Personal information
- Born: 9 August 1864 Skelton, Cumberland, England
- Died: 8 June 1928 (aged 63) Great Malvern, Worcestershire, England
- Batting: Right-handed
- Bowling: Right-arm fast

Domestic team information
- 1885 to 1887: Cambridge University

Career statistics
| Competition | First-class |
| Matches | 25 |
| Runs scored | 319 |
| Batting average | 8.86 |
| 100s/50s | 0/0 |
| Top score | 39 |
| Balls bowled | 4,956 |
| Wickets | 81 |
| Bowling average | 25.41 |
| 5 wickets in innings | 2 |
| 10 wickets in match | 0 |
| Best bowling | 7/51 |
| Catches/stumpings | 14/– |
- Source: Cricinfo, 6 August 2015

= Charles Toppin (Cambridge University cricketer) =

English cricketer

Charles Toppin (9 August 1864 – 8 June 1928) was an English cricketer who played 25 first-class matches in the late 19th century. The bulk of these (20) were for Cambridge University, but he also appeared twice each for the Gentlemen and Gentlemen of England, and once for Marylebone Cricket Club (MCC).

Charles Toppin was educated at Sedbergh School and St John's College, Cambridge. He made his first-class debut for Cambridge against C. I. Thornton's England XI in May 1885, claiming Thornton's wicket as his first at this level.
His best bowling figures came in the Varsity Match against Oxford University at Lord's later that same season, when his first-innings return of 7-51 set up a seven-wicket victory.

Toppin appeared for the Gentlemen against the Players at Lord's in 1885 and 1886, while he continued to play for Cambridge until 1887, being selected for both Varsity matches. After a gap of several years, he made one final first-class appearance in 1891 when he played for MCC against Somerset at Taunton. He also played several times for Cumberland and for Worcestershire in its pre-first-class days.
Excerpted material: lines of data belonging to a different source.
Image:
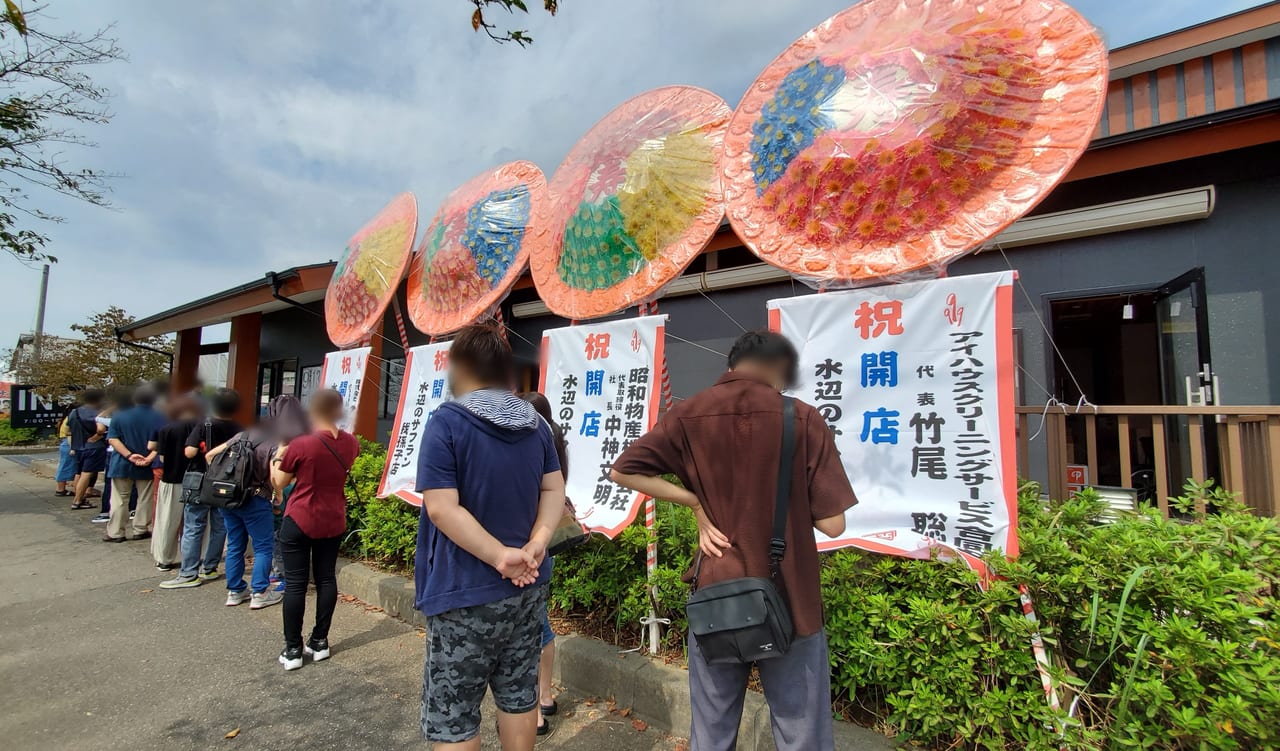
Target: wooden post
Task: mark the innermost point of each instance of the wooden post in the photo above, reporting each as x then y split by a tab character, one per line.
186	361
1125	458
370	393
1235	461
242	363
1272	453
1161	459
1091	447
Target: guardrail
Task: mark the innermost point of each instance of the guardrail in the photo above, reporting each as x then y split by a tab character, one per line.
1153	448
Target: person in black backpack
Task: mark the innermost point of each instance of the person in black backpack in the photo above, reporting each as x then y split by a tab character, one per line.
759	481
88	444
199	518
247	514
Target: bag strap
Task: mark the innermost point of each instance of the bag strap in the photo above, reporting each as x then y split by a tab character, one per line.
351	482
786	461
786	458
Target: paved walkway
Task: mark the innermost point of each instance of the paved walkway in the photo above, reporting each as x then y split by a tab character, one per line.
96	656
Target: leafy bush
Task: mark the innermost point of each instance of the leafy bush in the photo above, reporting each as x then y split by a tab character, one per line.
383	530
16	436
1164	633
606	578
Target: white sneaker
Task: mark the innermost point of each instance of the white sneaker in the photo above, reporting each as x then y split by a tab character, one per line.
316	649
265	599
291	659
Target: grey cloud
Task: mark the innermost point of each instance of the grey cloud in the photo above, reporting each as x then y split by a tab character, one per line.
257	136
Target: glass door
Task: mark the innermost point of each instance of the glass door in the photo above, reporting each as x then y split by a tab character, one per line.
1185	372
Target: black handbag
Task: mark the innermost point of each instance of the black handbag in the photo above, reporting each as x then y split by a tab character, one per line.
193	480
746	619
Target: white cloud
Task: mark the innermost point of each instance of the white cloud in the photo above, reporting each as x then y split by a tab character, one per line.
261	136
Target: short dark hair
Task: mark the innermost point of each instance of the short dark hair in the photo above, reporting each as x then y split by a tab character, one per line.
485	355
767	348
327	404
182	406
225	403
145	395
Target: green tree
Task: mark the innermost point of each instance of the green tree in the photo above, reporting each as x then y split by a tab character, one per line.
96	357
520	36
44	94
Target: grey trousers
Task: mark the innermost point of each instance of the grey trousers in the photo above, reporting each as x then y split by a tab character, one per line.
796	686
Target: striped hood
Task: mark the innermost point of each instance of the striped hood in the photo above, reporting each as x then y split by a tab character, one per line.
501	408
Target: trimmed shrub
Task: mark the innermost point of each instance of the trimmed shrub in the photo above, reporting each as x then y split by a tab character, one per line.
1164	633
383	530
16	436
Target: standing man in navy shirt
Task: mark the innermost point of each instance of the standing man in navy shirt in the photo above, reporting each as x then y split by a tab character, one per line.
131	466
492	497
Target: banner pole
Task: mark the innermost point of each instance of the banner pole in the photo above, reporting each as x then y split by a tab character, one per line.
1038	651
650	516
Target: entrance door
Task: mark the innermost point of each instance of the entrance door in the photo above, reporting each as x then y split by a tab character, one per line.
1185	372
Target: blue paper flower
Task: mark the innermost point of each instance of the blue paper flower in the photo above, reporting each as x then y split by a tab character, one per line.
791	119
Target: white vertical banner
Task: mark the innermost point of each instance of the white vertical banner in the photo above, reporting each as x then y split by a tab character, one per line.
424	388
603	384
344	372
917	383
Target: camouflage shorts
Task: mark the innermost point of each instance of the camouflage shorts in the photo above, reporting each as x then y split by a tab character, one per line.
493	646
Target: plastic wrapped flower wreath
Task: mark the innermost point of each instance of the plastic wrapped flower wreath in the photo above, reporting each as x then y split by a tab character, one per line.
369	271
632	204
475	248
903	133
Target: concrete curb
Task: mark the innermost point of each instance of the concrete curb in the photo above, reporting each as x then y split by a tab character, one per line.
656	692
21	450
44	467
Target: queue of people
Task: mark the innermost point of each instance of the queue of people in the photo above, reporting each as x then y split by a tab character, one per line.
481	568
492	471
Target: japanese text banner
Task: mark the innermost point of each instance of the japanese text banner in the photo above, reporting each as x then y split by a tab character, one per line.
602	380
915	380
344	372
424	388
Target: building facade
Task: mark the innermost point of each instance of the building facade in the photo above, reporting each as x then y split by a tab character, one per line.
1148	285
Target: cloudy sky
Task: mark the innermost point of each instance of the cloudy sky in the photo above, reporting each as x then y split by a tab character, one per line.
259	136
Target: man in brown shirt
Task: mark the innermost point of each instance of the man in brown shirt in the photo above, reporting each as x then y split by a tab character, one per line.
725	445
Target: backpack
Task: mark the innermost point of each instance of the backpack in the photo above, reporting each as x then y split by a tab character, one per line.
229	476
81	429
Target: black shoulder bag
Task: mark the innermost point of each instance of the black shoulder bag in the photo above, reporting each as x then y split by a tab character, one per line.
746	619
193	480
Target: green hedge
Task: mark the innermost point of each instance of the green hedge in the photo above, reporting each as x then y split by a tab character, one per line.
16	436
1164	633
383	530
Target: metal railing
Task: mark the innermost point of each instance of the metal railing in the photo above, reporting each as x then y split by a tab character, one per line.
1153	448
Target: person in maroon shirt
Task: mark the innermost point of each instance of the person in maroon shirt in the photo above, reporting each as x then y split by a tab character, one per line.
725	445
314	521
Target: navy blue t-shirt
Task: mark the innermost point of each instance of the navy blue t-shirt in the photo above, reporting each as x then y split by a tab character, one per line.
498	475
135	429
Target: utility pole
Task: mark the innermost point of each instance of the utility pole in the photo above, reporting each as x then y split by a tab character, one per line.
40	319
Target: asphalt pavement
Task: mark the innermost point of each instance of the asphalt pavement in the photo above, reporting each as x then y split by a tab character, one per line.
96	656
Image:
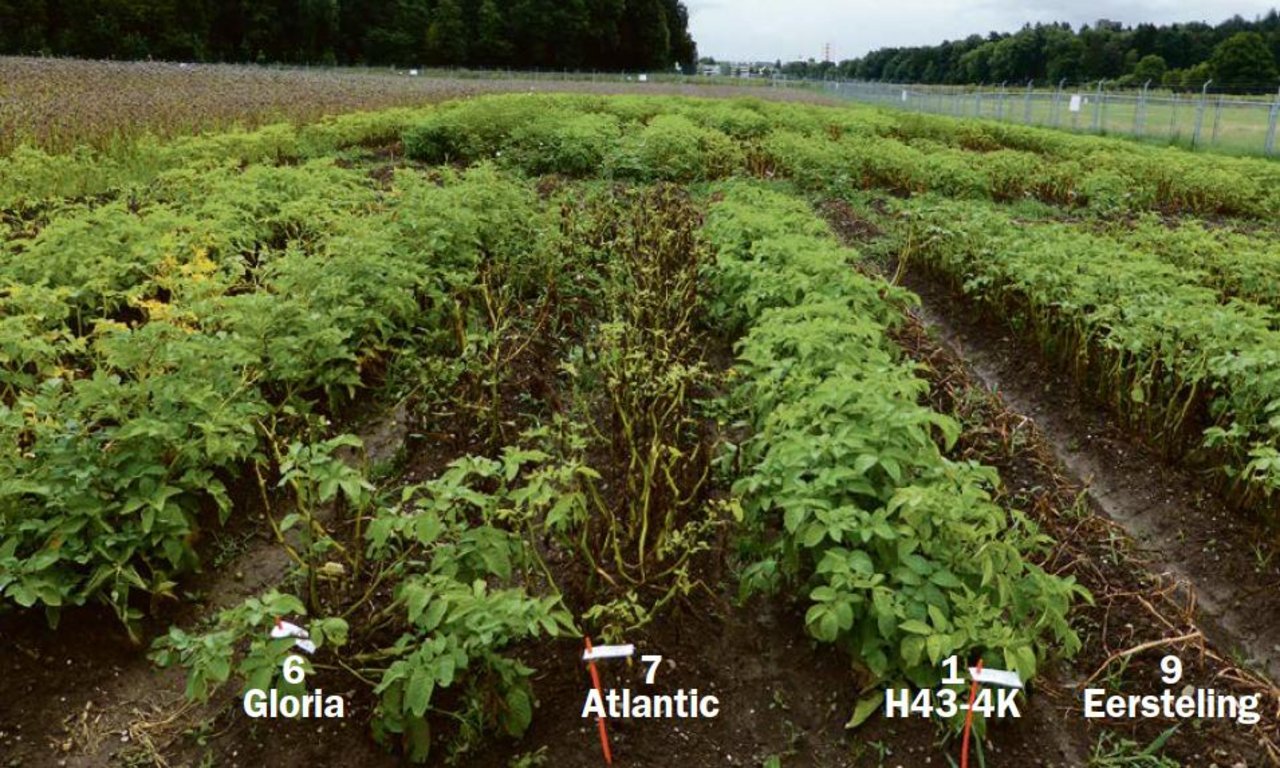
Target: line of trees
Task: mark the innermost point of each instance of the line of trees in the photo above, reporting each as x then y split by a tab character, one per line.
1238	55
615	35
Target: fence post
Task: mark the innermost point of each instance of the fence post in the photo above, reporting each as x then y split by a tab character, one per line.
1139	114
1057	103
1097	109
1200	112
1271	126
1217	118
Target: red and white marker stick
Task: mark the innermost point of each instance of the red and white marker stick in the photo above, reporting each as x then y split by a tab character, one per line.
589	657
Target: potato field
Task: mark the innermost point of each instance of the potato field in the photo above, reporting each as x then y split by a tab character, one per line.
396	412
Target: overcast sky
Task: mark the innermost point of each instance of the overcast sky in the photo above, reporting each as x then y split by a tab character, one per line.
787	30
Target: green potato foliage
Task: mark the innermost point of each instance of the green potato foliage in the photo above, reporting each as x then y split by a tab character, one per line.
903	553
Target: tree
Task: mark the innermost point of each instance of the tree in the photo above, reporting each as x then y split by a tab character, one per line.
492	45
447	35
1244	62
1150	68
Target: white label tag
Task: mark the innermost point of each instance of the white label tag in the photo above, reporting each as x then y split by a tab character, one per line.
608	652
1000	677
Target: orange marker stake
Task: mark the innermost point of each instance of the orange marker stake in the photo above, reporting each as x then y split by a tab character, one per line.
968	722
599	721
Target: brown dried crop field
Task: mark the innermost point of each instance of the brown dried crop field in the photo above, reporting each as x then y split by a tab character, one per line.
59	104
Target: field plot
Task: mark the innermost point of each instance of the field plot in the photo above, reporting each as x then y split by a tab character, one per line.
804	400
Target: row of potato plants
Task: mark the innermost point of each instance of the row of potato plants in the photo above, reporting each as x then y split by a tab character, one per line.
1194	370
609	483
31	177
630	137
845	480
694	140
154	351
1106	179
1238	264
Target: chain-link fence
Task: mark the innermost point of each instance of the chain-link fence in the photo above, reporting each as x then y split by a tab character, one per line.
1198	119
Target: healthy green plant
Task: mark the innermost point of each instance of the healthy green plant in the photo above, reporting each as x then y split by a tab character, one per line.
903	554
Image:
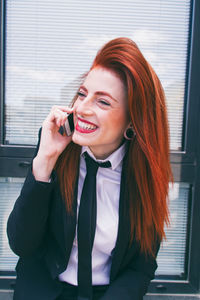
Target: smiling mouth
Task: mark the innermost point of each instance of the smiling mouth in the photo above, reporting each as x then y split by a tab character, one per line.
85	127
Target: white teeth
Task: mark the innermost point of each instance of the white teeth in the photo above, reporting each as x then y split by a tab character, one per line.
86	125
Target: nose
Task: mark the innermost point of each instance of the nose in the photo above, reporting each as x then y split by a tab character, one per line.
84	107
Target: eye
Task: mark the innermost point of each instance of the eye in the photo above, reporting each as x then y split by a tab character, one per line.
104	102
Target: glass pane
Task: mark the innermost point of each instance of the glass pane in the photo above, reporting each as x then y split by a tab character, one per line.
9	191
49	44
171	257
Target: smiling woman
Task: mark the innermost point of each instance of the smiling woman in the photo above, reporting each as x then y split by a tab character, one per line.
91	214
101	103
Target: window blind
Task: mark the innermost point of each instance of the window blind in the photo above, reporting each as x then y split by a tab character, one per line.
49	44
171	257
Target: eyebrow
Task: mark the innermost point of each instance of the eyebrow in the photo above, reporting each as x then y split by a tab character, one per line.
101	93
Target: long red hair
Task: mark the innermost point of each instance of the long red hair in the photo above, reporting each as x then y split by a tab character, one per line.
148	168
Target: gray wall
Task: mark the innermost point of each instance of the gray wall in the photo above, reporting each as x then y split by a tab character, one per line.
7	295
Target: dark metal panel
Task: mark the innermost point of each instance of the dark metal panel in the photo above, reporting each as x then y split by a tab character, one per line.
13	167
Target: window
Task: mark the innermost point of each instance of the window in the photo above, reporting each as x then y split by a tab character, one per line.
47	45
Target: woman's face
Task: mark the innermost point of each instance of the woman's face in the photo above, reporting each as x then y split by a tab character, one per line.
100	112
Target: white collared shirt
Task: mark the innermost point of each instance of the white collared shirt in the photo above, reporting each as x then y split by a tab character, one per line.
108	191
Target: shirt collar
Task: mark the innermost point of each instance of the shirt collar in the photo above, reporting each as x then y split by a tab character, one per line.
115	158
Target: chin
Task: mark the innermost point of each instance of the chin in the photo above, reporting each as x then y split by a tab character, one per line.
79	140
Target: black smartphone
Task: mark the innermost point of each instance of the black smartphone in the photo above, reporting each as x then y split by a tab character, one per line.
69	125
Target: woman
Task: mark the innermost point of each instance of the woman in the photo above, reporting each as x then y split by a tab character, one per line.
119	116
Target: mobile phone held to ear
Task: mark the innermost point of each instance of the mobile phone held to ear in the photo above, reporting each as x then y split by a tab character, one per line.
69	125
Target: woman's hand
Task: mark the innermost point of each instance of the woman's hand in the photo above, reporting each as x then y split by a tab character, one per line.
52	143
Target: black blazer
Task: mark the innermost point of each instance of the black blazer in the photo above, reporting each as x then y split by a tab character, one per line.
41	233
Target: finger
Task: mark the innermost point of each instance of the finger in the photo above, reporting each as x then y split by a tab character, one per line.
63	108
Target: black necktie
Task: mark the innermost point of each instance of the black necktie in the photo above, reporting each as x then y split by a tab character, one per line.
87	227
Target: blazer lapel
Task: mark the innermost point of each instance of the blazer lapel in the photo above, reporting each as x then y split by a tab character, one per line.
124	225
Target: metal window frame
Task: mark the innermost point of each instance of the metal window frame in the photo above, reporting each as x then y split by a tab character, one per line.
185	163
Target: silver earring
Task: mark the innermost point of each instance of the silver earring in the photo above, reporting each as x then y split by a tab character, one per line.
129	134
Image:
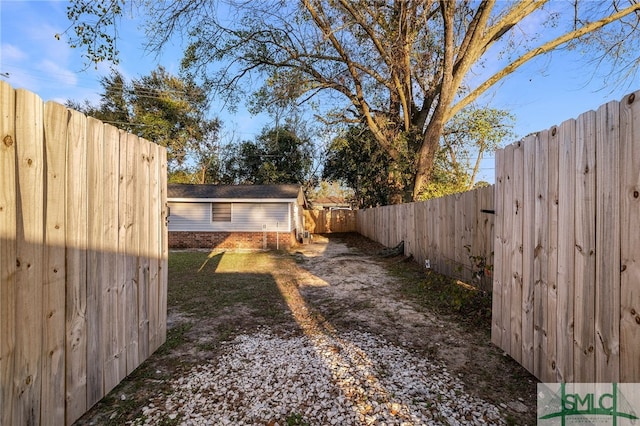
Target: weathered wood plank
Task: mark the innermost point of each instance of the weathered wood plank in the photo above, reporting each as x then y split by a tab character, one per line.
552	255
585	246
76	234
29	274
123	221
540	262
507	236
142	218
131	265
110	313
528	249
607	315
8	219
515	251
498	282
154	245
96	277
630	243
54	285
164	264
566	247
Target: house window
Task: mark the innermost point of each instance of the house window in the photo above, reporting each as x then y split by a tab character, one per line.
221	212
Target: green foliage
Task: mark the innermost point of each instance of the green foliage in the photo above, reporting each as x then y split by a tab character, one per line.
296	419
356	159
403	69
276	156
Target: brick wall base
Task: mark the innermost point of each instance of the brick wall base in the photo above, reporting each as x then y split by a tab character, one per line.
231	240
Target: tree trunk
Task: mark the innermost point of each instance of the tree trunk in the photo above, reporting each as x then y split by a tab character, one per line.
427	154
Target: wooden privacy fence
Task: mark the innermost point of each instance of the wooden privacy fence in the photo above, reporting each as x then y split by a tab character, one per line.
325	221
83	258
566	298
454	233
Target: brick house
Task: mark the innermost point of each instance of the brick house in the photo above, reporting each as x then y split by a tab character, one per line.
235	216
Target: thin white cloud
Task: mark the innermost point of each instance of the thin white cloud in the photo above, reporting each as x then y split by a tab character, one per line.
58	74
11	53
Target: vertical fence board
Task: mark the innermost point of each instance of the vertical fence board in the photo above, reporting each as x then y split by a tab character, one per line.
630	244
123	276
607	314
496	299
76	242
528	246
29	249
552	254
142	219
62	323
515	251
95	261
566	246
112	373
154	246
8	301
131	257
507	235
540	261
164	264
54	319
584	260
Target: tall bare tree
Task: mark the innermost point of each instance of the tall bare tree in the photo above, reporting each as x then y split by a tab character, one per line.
403	68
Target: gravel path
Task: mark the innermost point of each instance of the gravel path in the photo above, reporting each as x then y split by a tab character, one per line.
322	376
321	379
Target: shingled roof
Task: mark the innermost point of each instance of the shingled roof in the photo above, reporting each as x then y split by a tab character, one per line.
289	191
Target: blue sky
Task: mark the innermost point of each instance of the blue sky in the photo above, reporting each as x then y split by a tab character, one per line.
543	93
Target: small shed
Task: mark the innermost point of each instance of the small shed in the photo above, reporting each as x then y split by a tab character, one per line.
235	216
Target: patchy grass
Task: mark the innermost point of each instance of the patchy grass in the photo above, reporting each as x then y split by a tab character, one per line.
211	298
208	285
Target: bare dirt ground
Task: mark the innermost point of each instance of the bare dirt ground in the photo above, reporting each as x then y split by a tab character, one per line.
334	285
350	284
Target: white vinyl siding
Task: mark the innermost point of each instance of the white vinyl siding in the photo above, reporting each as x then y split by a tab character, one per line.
248	217
221	212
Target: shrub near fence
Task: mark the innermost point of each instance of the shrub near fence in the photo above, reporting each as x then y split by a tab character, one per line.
455	233
325	221
83	251
566	299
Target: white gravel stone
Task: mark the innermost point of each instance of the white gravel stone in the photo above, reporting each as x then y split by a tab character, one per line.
351	379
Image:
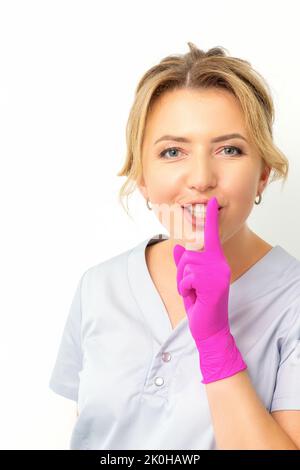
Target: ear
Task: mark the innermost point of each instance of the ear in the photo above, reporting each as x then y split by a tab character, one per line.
264	178
142	187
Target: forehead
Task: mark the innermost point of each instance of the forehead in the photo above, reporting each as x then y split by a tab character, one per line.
200	114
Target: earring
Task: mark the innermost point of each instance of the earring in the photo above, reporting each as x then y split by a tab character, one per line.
259	199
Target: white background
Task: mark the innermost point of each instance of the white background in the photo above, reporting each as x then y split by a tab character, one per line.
68	71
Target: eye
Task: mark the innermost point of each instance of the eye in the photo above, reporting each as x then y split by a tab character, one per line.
163	153
239	151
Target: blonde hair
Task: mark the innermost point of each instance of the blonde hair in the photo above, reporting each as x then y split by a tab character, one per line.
201	70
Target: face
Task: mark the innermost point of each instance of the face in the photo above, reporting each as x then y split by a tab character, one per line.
230	169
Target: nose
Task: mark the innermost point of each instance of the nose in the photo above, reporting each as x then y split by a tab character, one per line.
200	173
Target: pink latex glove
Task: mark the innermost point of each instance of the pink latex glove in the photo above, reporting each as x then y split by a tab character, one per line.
203	280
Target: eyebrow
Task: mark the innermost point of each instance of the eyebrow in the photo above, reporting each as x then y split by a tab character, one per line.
220	138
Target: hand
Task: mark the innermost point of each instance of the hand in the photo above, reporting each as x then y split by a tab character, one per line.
203	280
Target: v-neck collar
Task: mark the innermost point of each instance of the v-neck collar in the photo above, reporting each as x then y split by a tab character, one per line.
151	303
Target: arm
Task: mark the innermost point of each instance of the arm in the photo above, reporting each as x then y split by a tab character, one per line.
239	418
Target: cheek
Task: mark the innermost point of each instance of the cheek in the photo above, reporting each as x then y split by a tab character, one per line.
239	188
162	187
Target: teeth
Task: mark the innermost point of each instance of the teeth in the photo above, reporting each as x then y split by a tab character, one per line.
196	209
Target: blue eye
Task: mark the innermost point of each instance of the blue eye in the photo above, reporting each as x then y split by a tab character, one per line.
163	153
239	151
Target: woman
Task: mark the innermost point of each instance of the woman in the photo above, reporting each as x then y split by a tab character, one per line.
191	341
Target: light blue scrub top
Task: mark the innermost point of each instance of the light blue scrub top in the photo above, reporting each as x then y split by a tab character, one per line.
138	382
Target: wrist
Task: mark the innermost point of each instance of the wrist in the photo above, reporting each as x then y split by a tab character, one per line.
219	356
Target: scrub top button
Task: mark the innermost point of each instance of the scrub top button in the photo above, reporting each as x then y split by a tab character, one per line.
166	357
159	381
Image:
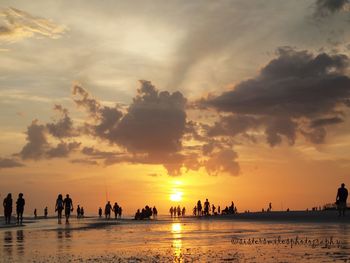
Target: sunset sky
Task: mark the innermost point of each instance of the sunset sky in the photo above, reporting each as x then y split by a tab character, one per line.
137	101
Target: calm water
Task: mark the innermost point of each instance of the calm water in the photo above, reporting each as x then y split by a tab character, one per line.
166	240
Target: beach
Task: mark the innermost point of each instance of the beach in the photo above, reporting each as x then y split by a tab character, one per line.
250	237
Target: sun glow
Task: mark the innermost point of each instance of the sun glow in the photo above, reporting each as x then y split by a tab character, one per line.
176	196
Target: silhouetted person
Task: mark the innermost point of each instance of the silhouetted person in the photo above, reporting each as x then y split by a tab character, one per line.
20	208
108	210
199	207
68	207
78	211
137	214
342	196
8	208
116	210
59	207
120	211
45	212
206	207
155	212
232	208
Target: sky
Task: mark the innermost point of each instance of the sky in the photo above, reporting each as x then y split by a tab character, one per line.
168	102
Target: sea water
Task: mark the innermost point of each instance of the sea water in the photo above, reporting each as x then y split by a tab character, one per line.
174	240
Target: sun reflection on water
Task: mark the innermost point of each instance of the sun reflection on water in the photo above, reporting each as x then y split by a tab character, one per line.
176	229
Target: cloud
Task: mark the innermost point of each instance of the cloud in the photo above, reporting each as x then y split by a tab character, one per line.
295	92
84	161
327	7
63	127
62	149
223	161
9	163
38	147
37	143
16	25
154	122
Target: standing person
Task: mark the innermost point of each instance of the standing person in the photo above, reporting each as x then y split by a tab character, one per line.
82	212
8	208
78	211
120	211
178	211
155	212
59	207
20	208
108	209
45	212
199	207
342	196
68	207
206	207
116	210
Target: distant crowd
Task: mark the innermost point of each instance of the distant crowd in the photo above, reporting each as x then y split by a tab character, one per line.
147	212
207	209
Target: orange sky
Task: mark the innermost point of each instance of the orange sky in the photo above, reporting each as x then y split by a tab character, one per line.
243	101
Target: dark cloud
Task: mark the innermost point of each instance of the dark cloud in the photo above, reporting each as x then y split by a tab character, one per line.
154	122
62	149
38	147
84	161
63	127
326	121
327	7
223	161
9	163
37	143
294	88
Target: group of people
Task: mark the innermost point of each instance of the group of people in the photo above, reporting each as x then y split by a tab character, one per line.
146	213
80	212
20	203
206	209
63	204
66	205
116	209
177	211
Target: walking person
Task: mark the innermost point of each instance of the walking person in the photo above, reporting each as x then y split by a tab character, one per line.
8	208
20	208
68	207
59	207
342	196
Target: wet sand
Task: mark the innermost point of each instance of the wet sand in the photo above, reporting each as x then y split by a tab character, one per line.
211	239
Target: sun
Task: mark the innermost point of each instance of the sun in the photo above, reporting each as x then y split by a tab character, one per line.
176	196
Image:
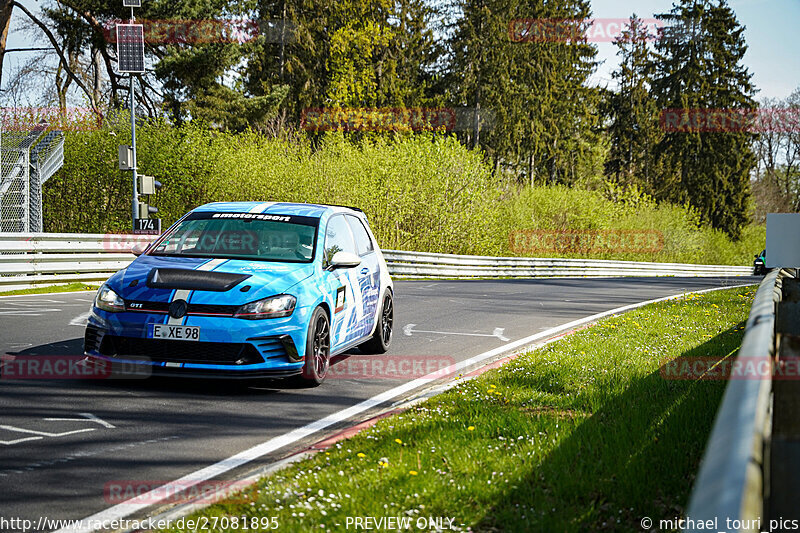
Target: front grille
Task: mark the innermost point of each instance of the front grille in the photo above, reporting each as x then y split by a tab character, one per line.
171	351
271	348
211	309
91	339
192	309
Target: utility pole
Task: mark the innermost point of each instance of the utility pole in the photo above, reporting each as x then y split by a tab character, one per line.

He was a master for 42 years at Malvern College, Worcestershire, where he also coached the cricket team. He encouraged batsmen to attack, with an emphasis on front-foot drives. Several of his pupils became Test players, including R. E. Foster, Frank Mann, Donald Knight and Errol Holmes.

Two of Toppin's sons, another Charles and John, each played briefly for Worcestershire.